WindowsクライアントからAWS RDS PostgresqlインスタンスへのSSL接続
安全なSSL接続を使用してAWS RDSでホストされているPGインスタンスに接続しようとしています。接続に自動的に適用されるように、公開鍵をWindowsのどこに保存しますか?
PGAdminを開くと、.crtファイルと.keyファイルしか指定できないことに注意してください。 .pemファイルを指す方法はありますか?
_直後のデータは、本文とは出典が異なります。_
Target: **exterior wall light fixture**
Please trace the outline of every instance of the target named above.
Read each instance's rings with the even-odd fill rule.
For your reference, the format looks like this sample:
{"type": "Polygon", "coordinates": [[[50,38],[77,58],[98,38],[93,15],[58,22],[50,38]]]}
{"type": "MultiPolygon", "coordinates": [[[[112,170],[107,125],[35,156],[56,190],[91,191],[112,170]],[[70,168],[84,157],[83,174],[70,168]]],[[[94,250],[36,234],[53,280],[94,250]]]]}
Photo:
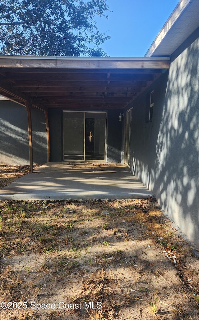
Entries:
{"type": "Polygon", "coordinates": [[[119,116],[119,121],[122,121],[123,120],[123,117],[124,116],[124,114],[121,113],[120,113],[120,114],[119,116]]]}

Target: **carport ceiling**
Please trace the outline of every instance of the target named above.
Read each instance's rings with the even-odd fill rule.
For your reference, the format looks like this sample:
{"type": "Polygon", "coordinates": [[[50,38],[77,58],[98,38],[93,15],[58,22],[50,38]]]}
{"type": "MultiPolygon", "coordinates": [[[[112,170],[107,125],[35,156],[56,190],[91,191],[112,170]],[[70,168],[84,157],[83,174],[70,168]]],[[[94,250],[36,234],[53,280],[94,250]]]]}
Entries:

ここで参照されている公開キーをダウンロードしました: http://docs.aws.Amazon.com/AmazonRDS/latest/UserGuide/CHAP_PostgreSQL.html#PostgreSQL.Concepts.General.SSL
Linuxでは、このキーをデフォルトのOpenSSLディレクトリに配置するだけの簡単な問題であり、postgresがそれを検出して残りの部分を処理するようです。
Windowsでは、これを行う方法や.pemファイルを保存する場所、PGAdminが.pemファイルをポイントする方法を理解していません。
答えを見つけた!接続がずっと暗号化されていることがわかりました、私はそれを理解していませんでした。少年は私を愚かに感じさせた。念のため、Wiresharkをダウンロードしてパケットを盗聴しました。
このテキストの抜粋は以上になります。